In the immediate aftermath of the BIMSTEC summit in Kathmandu, there has been a degree of critical forward movement in India-Bangladesh relations. The choppy waters of the Teesta may not flow towards the eastern neighbour quite yet; a discussion on the most contentious issue is beyond the scope of a video-conference. Nor for that matter has there been much headway at the high table.
The chief import of Monday’s interaction between Prime Minister Narendra Modi, external affairs minister Sushma Swaraj , West Bengal Chief Minister Mamata Banerjee and Tripura Chief Minister, Biplab Deb, on the one hand and Begum Hasina on the other was the decision on three infrastructure projects in Bangladesh, and three months before the country goes to the polls.

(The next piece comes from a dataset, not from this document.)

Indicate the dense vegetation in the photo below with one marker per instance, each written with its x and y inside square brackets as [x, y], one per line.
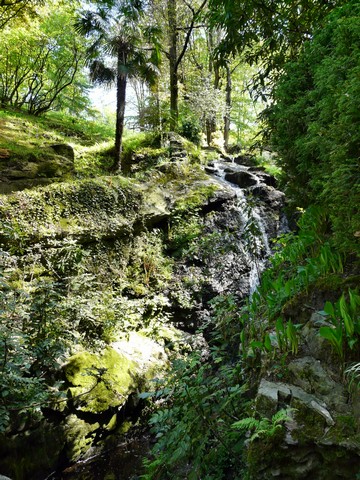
[191, 66]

Instead of pani ~ Didi to denge nahi ~ the Bangladesh Prime Minister will be in a position to boast before the electorate the supply of 500 MW of power from India via the grid at Bheramara (across the border) and Behrampore, the headquarters of Murshidabad district.
Notable also is the emphasis on connectivity, as envisaged during Mr Modi’s visit to Dhaka in 2015. On the anvil three years after is the railway link between landlocked Agartala and Akhaura, the latter a storm-centre in East Pakistan during the 1971 liberation struggle. This will lend an impetus to cross-border connectivity between the two countries. Not wholly unrelated is the bilateral initiative to revamp the Kalaura-Shahbazpur section of the Bangladesh Railways.
The striking feature must be the joint venture in the Railways ~ the lifeline of both countries. Both Delhi and Dhaka ought now to consider the revival of the railway link between Dhaka and Sealdah, one that still revives nostalgic memories among the pre-Partition generation. While Monday’s rail agreement will buttress trade and people-to-people ties, no less profound is what Mr Modi calls “power connectivity”.
A total of 1.16 gigawatts of power is now being supplied by India to Bangladesh. The increase, in the reckoning of the Prime Minister, signifies a “quantum jump from megawatts to gigawatts and is symbolic of a golden era” in bilateral ties. Markedly, Mamata Banerjee has pledged to raise the power supply to Bangladesh to 1,000 MW. Though electricity will not be a substitute for Teesta water, the plan to boost power supply will hopefully be approved in the wake of the Chief Minister’s talks with Mr Modi.
“On Monday, we increased our power connectivity and started two projects to increase our rail connectivity,” said the Prime Minister. And then the bow in the direction of technology ~ “When projects are launched via video link, they don’t get bogged down by timings of VIP visits.” By that token, Monday’s video-conference was far more fruitful than the jaw-jaw at the high table. Much has been achieved; much also alas has not.